Portfolio Intelligence Podcast The role of municipal bonds in tax-efficient portfolios
After a bumpy year with shifting supply dynamics and uneven performance, the muni market has regained its footing. In this episode, host John Bryson speaks with Adam for a discussion on what’s driving improved performance and the opportunities for investors.
Adam breaks down how issuance trends, investor flows, and structural factors are shaping the market. He also shares why investors should consider munis and how active management can drive value in this environment. Here’s a quick look at the conversation:
1 What is driving the improved performance of municipal bonds?
Adam: We started the year with a bumpy backdrop. Supply had been heavy for a couple of years as municipalities faced growing infrastructure needs, the replacement of older projects, and the rising cost of labor and materials. Early in the year, the supply overwhelmed demand, but as the year went on, flows came back into the market, and demand eventually outstripped supply.
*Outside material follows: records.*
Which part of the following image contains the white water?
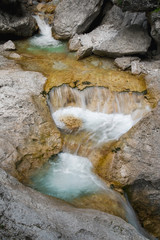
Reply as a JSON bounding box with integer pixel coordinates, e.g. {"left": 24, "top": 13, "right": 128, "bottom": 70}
{"left": 53, "top": 107, "right": 134, "bottom": 144}
{"left": 31, "top": 153, "right": 105, "bottom": 201}
{"left": 31, "top": 84, "right": 151, "bottom": 238}
{"left": 31, "top": 151, "right": 148, "bottom": 237}
{"left": 49, "top": 85, "right": 150, "bottom": 146}
{"left": 30, "top": 15, "right": 61, "bottom": 47}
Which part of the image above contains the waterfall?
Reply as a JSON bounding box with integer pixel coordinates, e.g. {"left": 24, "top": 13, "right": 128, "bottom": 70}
{"left": 48, "top": 85, "right": 150, "bottom": 147}
{"left": 30, "top": 15, "right": 62, "bottom": 47}
{"left": 30, "top": 84, "right": 151, "bottom": 238}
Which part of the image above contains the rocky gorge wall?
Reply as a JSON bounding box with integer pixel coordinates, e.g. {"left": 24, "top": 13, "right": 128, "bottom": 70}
{"left": 0, "top": 0, "right": 160, "bottom": 239}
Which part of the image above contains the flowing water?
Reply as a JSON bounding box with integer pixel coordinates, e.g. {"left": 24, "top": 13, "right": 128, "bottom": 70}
{"left": 16, "top": 17, "right": 152, "bottom": 238}
{"left": 31, "top": 15, "right": 62, "bottom": 48}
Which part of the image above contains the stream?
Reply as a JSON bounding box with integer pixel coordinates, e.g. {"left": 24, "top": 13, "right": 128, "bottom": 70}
{"left": 16, "top": 16, "right": 152, "bottom": 239}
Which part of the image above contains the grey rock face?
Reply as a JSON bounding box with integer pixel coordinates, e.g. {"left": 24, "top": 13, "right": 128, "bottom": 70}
{"left": 0, "top": 1, "right": 37, "bottom": 38}
{"left": 148, "top": 11, "right": 160, "bottom": 53}
{"left": 52, "top": 0, "right": 104, "bottom": 39}
{"left": 93, "top": 25, "right": 151, "bottom": 57}
{"left": 0, "top": 56, "right": 62, "bottom": 180}
{"left": 100, "top": 64, "right": 160, "bottom": 237}
{"left": 69, "top": 5, "right": 151, "bottom": 58}
{"left": 130, "top": 60, "right": 160, "bottom": 75}
{"left": 0, "top": 168, "right": 148, "bottom": 240}
{"left": 112, "top": 0, "right": 159, "bottom": 12}
{"left": 114, "top": 57, "right": 140, "bottom": 70}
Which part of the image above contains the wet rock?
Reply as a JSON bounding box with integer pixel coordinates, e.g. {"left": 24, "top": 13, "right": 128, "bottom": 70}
{"left": 114, "top": 57, "right": 140, "bottom": 70}
{"left": 112, "top": 0, "right": 159, "bottom": 12}
{"left": 0, "top": 57, "right": 62, "bottom": 180}
{"left": 0, "top": 168, "right": 148, "bottom": 240}
{"left": 3, "top": 40, "right": 16, "bottom": 51}
{"left": 52, "top": 0, "right": 104, "bottom": 40}
{"left": 77, "top": 46, "right": 93, "bottom": 60}
{"left": 0, "top": 0, "right": 37, "bottom": 38}
{"left": 60, "top": 115, "right": 82, "bottom": 131}
{"left": 36, "top": 2, "right": 56, "bottom": 14}
{"left": 70, "top": 5, "right": 151, "bottom": 58}
{"left": 96, "top": 72, "right": 160, "bottom": 237}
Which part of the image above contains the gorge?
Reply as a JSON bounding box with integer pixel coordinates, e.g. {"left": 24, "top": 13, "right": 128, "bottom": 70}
{"left": 0, "top": 0, "right": 160, "bottom": 240}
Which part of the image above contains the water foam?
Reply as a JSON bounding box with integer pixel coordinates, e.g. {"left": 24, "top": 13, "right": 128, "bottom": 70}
{"left": 30, "top": 15, "right": 61, "bottom": 47}
{"left": 31, "top": 153, "right": 105, "bottom": 201}
{"left": 53, "top": 107, "right": 134, "bottom": 144}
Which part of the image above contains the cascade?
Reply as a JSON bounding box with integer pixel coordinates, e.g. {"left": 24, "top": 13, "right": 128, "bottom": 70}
{"left": 30, "top": 84, "right": 151, "bottom": 238}
{"left": 30, "top": 15, "right": 62, "bottom": 47}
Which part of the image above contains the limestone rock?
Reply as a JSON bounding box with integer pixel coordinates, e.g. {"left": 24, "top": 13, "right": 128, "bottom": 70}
{"left": 96, "top": 69, "right": 160, "bottom": 237}
{"left": 68, "top": 34, "right": 81, "bottom": 51}
{"left": 93, "top": 25, "right": 151, "bottom": 57}
{"left": 0, "top": 168, "right": 148, "bottom": 240}
{"left": 77, "top": 46, "right": 93, "bottom": 60}
{"left": 131, "top": 61, "right": 142, "bottom": 74}
{"left": 60, "top": 115, "right": 82, "bottom": 131}
{"left": 9, "top": 52, "right": 21, "bottom": 59}
{"left": 3, "top": 40, "right": 16, "bottom": 51}
{"left": 114, "top": 57, "right": 140, "bottom": 70}
{"left": 130, "top": 60, "right": 160, "bottom": 75}
{"left": 0, "top": 57, "right": 62, "bottom": 180}
{"left": 148, "top": 11, "right": 160, "bottom": 54}
{"left": 0, "top": 1, "right": 37, "bottom": 38}
{"left": 36, "top": 3, "right": 56, "bottom": 14}
{"left": 112, "top": 0, "right": 159, "bottom": 12}
{"left": 0, "top": 55, "right": 19, "bottom": 69}
{"left": 70, "top": 5, "right": 151, "bottom": 58}
{"left": 52, "top": 0, "right": 104, "bottom": 40}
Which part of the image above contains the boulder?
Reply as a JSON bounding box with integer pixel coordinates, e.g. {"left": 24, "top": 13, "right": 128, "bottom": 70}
{"left": 96, "top": 66, "right": 160, "bottom": 238}
{"left": 130, "top": 60, "right": 160, "bottom": 75}
{"left": 52, "top": 0, "right": 104, "bottom": 40}
{"left": 148, "top": 11, "right": 160, "bottom": 54}
{"left": 114, "top": 57, "right": 140, "bottom": 70}
{"left": 3, "top": 40, "right": 16, "bottom": 51}
{"left": 69, "top": 5, "right": 151, "bottom": 58}
{"left": 112, "top": 0, "right": 159, "bottom": 12}
{"left": 0, "top": 168, "right": 148, "bottom": 240}
{"left": 131, "top": 60, "right": 142, "bottom": 74}
{"left": 9, "top": 52, "right": 21, "bottom": 59}
{"left": 0, "top": 0, "right": 37, "bottom": 38}
{"left": 0, "top": 56, "right": 62, "bottom": 180}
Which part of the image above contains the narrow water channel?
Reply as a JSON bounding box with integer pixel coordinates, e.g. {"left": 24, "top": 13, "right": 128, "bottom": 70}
{"left": 16, "top": 16, "right": 152, "bottom": 239}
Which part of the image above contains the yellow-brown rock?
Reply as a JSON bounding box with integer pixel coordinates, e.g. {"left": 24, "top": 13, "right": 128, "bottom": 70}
{"left": 36, "top": 3, "right": 56, "bottom": 14}
{"left": 60, "top": 115, "right": 82, "bottom": 131}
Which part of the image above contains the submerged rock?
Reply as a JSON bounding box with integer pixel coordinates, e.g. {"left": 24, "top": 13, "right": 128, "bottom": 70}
{"left": 69, "top": 5, "right": 151, "bottom": 58}
{"left": 0, "top": 168, "right": 148, "bottom": 240}
{"left": 52, "top": 0, "right": 104, "bottom": 39}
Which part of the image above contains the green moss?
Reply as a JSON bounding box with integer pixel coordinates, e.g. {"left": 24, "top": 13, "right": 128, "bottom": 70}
{"left": 117, "top": 0, "right": 123, "bottom": 6}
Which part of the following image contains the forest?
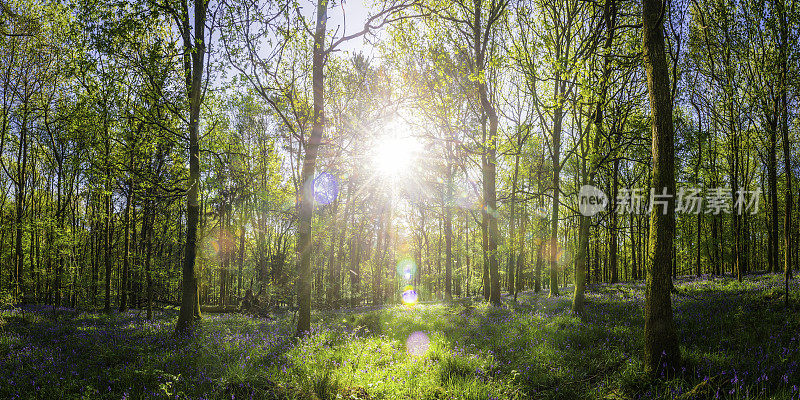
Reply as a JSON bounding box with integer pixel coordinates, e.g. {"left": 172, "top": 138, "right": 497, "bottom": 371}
{"left": 0, "top": 0, "right": 799, "bottom": 398}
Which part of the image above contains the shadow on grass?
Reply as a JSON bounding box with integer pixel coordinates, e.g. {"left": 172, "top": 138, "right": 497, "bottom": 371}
{"left": 0, "top": 308, "right": 299, "bottom": 399}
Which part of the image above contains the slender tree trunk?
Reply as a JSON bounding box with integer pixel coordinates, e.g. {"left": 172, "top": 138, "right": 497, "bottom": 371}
{"left": 693, "top": 103, "right": 704, "bottom": 277}
{"left": 103, "top": 129, "right": 113, "bottom": 312}
{"left": 630, "top": 213, "right": 637, "bottom": 280}
{"left": 465, "top": 213, "right": 471, "bottom": 297}
{"left": 535, "top": 240, "right": 543, "bottom": 293}
{"left": 104, "top": 200, "right": 113, "bottom": 311}
{"left": 119, "top": 181, "right": 132, "bottom": 312}
{"left": 610, "top": 158, "right": 619, "bottom": 283}
{"left": 572, "top": 212, "right": 589, "bottom": 314}
{"left": 731, "top": 108, "right": 742, "bottom": 281}
{"left": 145, "top": 202, "right": 154, "bottom": 320}
{"left": 778, "top": 0, "right": 793, "bottom": 302}
{"left": 471, "top": 0, "right": 502, "bottom": 306}
{"left": 485, "top": 122, "right": 500, "bottom": 306}
{"left": 549, "top": 100, "right": 563, "bottom": 297}
{"left": 326, "top": 197, "right": 341, "bottom": 308}
{"left": 515, "top": 206, "right": 526, "bottom": 300}
{"left": 131, "top": 195, "right": 139, "bottom": 308}
{"left": 176, "top": 0, "right": 207, "bottom": 332}
{"left": 349, "top": 232, "right": 361, "bottom": 307}
{"left": 238, "top": 222, "right": 245, "bottom": 300}
{"left": 14, "top": 109, "right": 28, "bottom": 303}
{"left": 294, "top": 0, "right": 327, "bottom": 335}
{"left": 219, "top": 206, "right": 229, "bottom": 307}
{"left": 445, "top": 146, "right": 453, "bottom": 301}
{"left": 642, "top": 0, "right": 680, "bottom": 373}
{"left": 768, "top": 115, "right": 779, "bottom": 274}
{"left": 55, "top": 163, "right": 64, "bottom": 307}
{"left": 508, "top": 151, "right": 520, "bottom": 294}
{"left": 535, "top": 166, "right": 544, "bottom": 293}
{"left": 90, "top": 197, "right": 98, "bottom": 307}
{"left": 436, "top": 218, "right": 442, "bottom": 299}
{"left": 481, "top": 118, "right": 490, "bottom": 300}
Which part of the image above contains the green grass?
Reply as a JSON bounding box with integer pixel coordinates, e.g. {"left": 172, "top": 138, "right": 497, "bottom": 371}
{"left": 1, "top": 273, "right": 799, "bottom": 399}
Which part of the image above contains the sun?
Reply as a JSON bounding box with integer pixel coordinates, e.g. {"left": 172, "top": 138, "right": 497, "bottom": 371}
{"left": 372, "top": 134, "right": 421, "bottom": 179}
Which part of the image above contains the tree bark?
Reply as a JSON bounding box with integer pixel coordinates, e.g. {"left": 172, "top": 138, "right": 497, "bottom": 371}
{"left": 549, "top": 100, "right": 563, "bottom": 297}
{"left": 119, "top": 179, "right": 132, "bottom": 312}
{"left": 325, "top": 197, "right": 341, "bottom": 308}
{"left": 445, "top": 143, "right": 453, "bottom": 301}
{"left": 610, "top": 158, "right": 619, "bottom": 283}
{"left": 481, "top": 118, "right": 490, "bottom": 300}
{"left": 14, "top": 107, "right": 28, "bottom": 302}
{"left": 294, "top": 0, "right": 327, "bottom": 335}
{"left": 508, "top": 150, "right": 520, "bottom": 294}
{"left": 777, "top": 0, "right": 793, "bottom": 303}
{"left": 642, "top": 0, "right": 680, "bottom": 374}
{"left": 176, "top": 0, "right": 207, "bottom": 332}
{"left": 145, "top": 201, "right": 154, "bottom": 320}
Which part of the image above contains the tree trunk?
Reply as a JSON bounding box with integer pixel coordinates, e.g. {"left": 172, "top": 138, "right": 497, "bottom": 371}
{"left": 131, "top": 194, "right": 139, "bottom": 309}
{"left": 515, "top": 206, "right": 526, "bottom": 300}
{"left": 294, "top": 0, "right": 327, "bottom": 335}
{"left": 445, "top": 145, "right": 453, "bottom": 301}
{"left": 471, "top": 0, "right": 502, "bottom": 306}
{"left": 176, "top": 0, "right": 207, "bottom": 332}
{"left": 549, "top": 100, "right": 563, "bottom": 297}
{"left": 480, "top": 116, "right": 490, "bottom": 301}
{"left": 326, "top": 197, "right": 341, "bottom": 308}
{"left": 610, "top": 158, "right": 619, "bottom": 283}
{"left": 145, "top": 201, "right": 154, "bottom": 320}
{"left": 572, "top": 213, "right": 589, "bottom": 314}
{"left": 104, "top": 128, "right": 113, "bottom": 312}
{"left": 778, "top": 0, "right": 793, "bottom": 302}
{"left": 237, "top": 217, "right": 245, "bottom": 300}
{"left": 349, "top": 232, "right": 361, "bottom": 307}
{"left": 104, "top": 199, "right": 113, "bottom": 311}
{"left": 90, "top": 197, "right": 98, "bottom": 307}
{"left": 14, "top": 109, "right": 28, "bottom": 303}
{"left": 642, "top": 0, "right": 680, "bottom": 373}
{"left": 219, "top": 206, "right": 229, "bottom": 307}
{"left": 508, "top": 151, "right": 520, "bottom": 294}
{"left": 768, "top": 114, "right": 779, "bottom": 274}
{"left": 119, "top": 180, "right": 132, "bottom": 312}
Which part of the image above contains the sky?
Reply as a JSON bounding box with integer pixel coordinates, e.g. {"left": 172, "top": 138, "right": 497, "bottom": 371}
{"left": 301, "top": 0, "right": 384, "bottom": 56}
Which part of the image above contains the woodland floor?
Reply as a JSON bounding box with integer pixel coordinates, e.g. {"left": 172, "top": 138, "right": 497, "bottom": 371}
{"left": 1, "top": 273, "right": 800, "bottom": 400}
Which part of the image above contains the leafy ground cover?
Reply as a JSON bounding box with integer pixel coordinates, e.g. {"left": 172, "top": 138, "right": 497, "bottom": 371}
{"left": 1, "top": 273, "right": 799, "bottom": 399}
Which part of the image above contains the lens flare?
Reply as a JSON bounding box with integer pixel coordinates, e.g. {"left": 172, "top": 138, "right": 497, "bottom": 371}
{"left": 550, "top": 245, "right": 564, "bottom": 263}
{"left": 313, "top": 172, "right": 338, "bottom": 205}
{"left": 396, "top": 258, "right": 416, "bottom": 280}
{"left": 455, "top": 181, "right": 481, "bottom": 210}
{"left": 406, "top": 331, "right": 430, "bottom": 357}
{"left": 401, "top": 287, "right": 419, "bottom": 306}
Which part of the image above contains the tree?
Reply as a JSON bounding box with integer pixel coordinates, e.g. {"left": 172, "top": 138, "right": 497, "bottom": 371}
{"left": 173, "top": 0, "right": 211, "bottom": 332}
{"left": 434, "top": 0, "right": 508, "bottom": 305}
{"left": 222, "top": 0, "right": 419, "bottom": 334}
{"left": 642, "top": 0, "right": 680, "bottom": 374}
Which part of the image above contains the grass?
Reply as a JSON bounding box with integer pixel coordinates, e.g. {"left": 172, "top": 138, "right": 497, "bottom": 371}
{"left": 1, "top": 273, "right": 799, "bottom": 399}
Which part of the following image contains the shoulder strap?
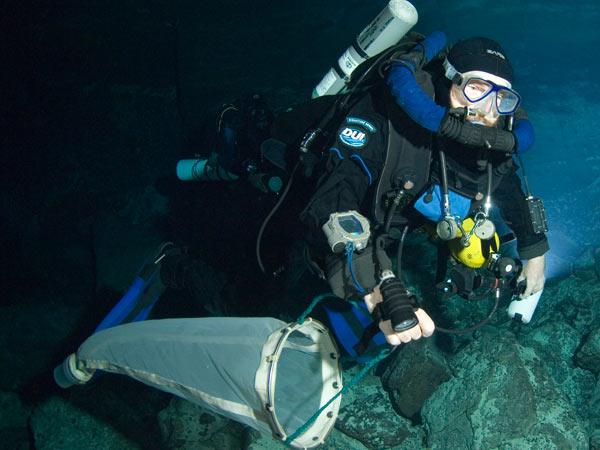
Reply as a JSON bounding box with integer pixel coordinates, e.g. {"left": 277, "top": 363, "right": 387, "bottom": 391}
{"left": 371, "top": 75, "right": 434, "bottom": 227}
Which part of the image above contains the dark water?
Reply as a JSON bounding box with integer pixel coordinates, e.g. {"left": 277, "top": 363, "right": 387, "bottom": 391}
{"left": 2, "top": 1, "right": 599, "bottom": 449}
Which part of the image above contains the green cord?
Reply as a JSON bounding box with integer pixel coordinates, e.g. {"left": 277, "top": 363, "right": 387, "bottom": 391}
{"left": 283, "top": 347, "right": 391, "bottom": 446}
{"left": 284, "top": 293, "right": 391, "bottom": 446}
{"left": 296, "top": 293, "right": 339, "bottom": 324}
{"left": 348, "top": 299, "right": 371, "bottom": 315}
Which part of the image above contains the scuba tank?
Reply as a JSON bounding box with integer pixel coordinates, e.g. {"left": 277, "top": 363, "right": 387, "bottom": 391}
{"left": 177, "top": 157, "right": 239, "bottom": 182}
{"left": 176, "top": 94, "right": 277, "bottom": 187}
{"left": 312, "top": 0, "right": 418, "bottom": 98}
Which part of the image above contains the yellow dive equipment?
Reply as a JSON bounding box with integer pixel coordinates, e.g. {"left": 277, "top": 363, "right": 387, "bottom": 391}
{"left": 449, "top": 217, "right": 499, "bottom": 268}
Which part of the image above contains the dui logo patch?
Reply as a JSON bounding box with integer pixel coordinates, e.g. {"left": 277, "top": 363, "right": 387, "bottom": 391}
{"left": 339, "top": 127, "right": 367, "bottom": 147}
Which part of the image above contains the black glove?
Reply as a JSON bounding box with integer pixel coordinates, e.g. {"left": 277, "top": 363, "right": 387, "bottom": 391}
{"left": 439, "top": 113, "right": 515, "bottom": 153}
{"left": 396, "top": 48, "right": 427, "bottom": 74}
{"left": 371, "top": 277, "right": 420, "bottom": 332}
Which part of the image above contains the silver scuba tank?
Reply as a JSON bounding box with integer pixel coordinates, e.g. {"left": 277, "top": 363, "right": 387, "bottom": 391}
{"left": 312, "top": 0, "right": 418, "bottom": 98}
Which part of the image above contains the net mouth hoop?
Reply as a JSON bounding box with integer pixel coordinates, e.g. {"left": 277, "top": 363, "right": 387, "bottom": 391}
{"left": 256, "top": 318, "right": 343, "bottom": 449}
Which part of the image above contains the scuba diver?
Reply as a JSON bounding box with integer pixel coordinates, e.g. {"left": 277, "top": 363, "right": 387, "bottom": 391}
{"left": 135, "top": 33, "right": 549, "bottom": 358}
{"left": 74, "top": 27, "right": 550, "bottom": 370}
{"left": 298, "top": 34, "right": 549, "bottom": 347}
{"left": 118, "top": 33, "right": 550, "bottom": 355}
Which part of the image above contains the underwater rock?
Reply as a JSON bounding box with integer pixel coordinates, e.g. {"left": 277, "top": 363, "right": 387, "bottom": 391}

What we’re seeing now is a reversion to the mean, with lighter supply and money returning. It sets us up for a more balanced environment as the rest of the year plays out.
- Why should investors consider municipal bonds in their portfolios?
Adam: Munis work well for investors with taxable accounts or at higher tax brackets. Beyond that, they provide diversification and risk management as they tend to be less volatile than other fixed income instruments and act as a dampener in the portfolio. They also have one of the lowest correlations with the stock market, as they’re backed by more stable state and local revenues rather than corporate earnings. And there’s also the altruistic act of supporting your community infrastructure projects.
- What differentiates your team’s approach to managing municipal bond portfolios?
Adam: We’re looking for bonds that we believe are priced below their intrinsic value. Then, hopefully, as they move back toward their intrinsic value, we’ll sell them and move on to the next opportunity. We take an active approach—muni bonds are one of the asset classes where active management adds the most value because it’s an incredibly inefficient market.